Strike marks on a gable wall showed how close Catholic residents came to being hit while a blast bomb was found in a garden in the shadow of the peaceline and metal bolts rained down during eight hours of violence.
Community leaders on the Catholic side accept that some local youths retaliated by throwing missiles back across at the Protestant side of the peaceline but insist they managed to keep them in check.
Tension had been building up in the area for weeks, getting significantly worse from Wednesday onwards until Saturday when it raged out of control with 400 people involved.
Contributing factors were an Old Firm football game between Celtic and Rangers in Scotland, which the former lost 3-0, and a local loyalist band parade.
The Police Service of Northern Ireland was accused of not doing enough to stop the rioting. Miraculously, only one person was injured during the clashes.
The police said they could not resolve community tensions on their own and described the riot as spontaneous. Sinn Fein East Belfast representative Deborah Devenny said they had failed to crackdown on the rioters.
“The PSNI have once again demonstrated their unwillingness to deal with loyalist thugs intent upon intimidating the people of this area. We are sickened and disgusted by a week long siege,” she said.
“A barrage of ball-bearings, golf balls, bricks and bottles have rained down upon people and property”, she said, calling on unionist leaders to “face down” those behind the violence.
The area went through months of the same sort of violence three years ago.
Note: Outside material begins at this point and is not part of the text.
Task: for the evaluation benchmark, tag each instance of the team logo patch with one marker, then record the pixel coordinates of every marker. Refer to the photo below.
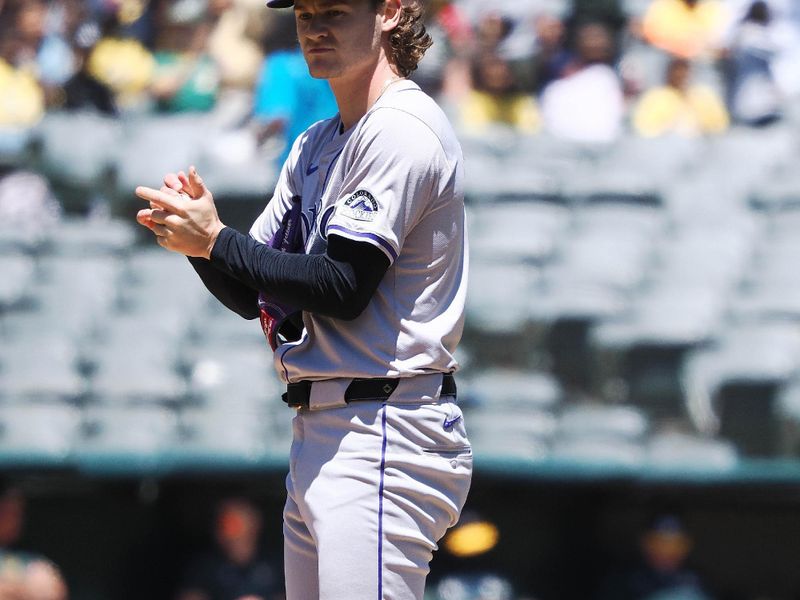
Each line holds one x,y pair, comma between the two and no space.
361,206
Some residents were in tears on Saturday night as their homes came under attack, explaining they could not find anyone to buy their houses so they could move out.
A police spokeswoman said the force would be investigating and assessing the evidence gathered, including CCTV, to identify offenders. “However, police cannot resolve these issues alone,” she said.
SDLP deputy leader Alasdair McDonnell condemned those responsible and appealed for calm. “Once again, mindless sectarian violence has blackened the name of Belfast and damaged fragile community relations.”
There was also violence in north Belfast at the weekend involving both Catholic and Protestant youths, some as young as six, in the Ardoyne and Glenbryn areas – where the Holy Cross school blockade took place four years ago.